Öncelikle çocuğu istemek ve o çocuğu yaşama hazırlayacak olgunluğa sahip olmak
gerektiğinin mutlu çocuk yetiştirmedeki iki temel öğe olduğunu savunmuş.
(ee doğru söze ne hacet.) Plansız gebelik, zorunlu evlilik, boşanma gibi
durumlarda çocuk sahibi olmanın çocuğa da, ebeveynlere de verdiği/ verebileceği
mutsuzluklara da bu durumları yaşayan danışanlarının ifadeleriyle değinmiş.

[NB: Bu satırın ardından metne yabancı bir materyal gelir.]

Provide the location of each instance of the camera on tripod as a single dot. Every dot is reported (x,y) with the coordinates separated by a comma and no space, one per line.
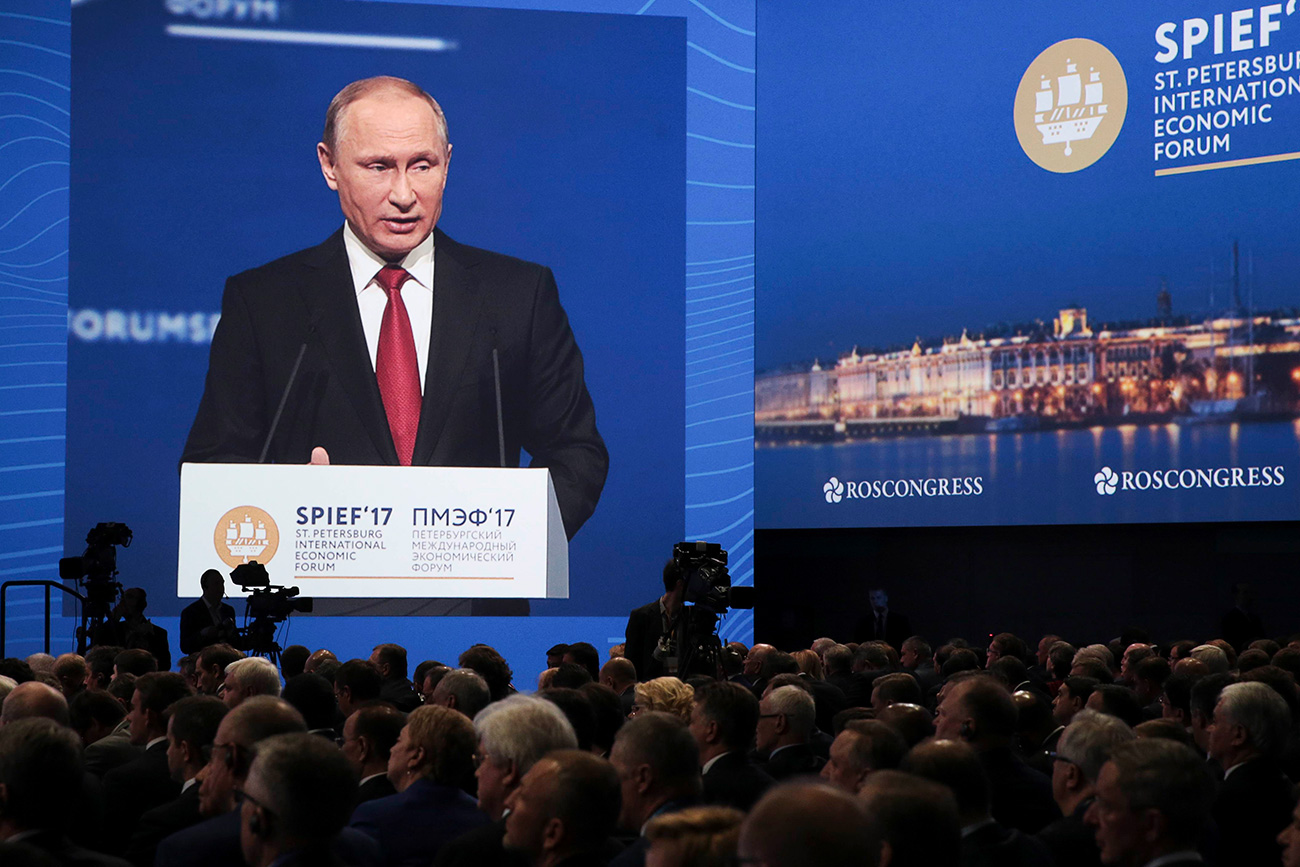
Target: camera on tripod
(268,606)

Mutlu kuşaklar yetiştirmek için öncelikle mutlu anne olmanın
gerektiğini ve sonrasında çocuğun sahıp olduğu yetenek ve ozellıklerine göre
yönlendirilmesini gerektiğinin altını çizmiş. Bunu hepımız teoride bılıyoruz
belkı ama uygulamada ne kadar yeterliyiz, işte bu koca bir muamma. Bizlerin
yetiştirilmesinde yapılan yanlışları ya da çevremizdekilerin çocuk
yetiştirmelerindeki gözlemlediğimiz yanlışları bizler yapmayacağımızı söyleriz.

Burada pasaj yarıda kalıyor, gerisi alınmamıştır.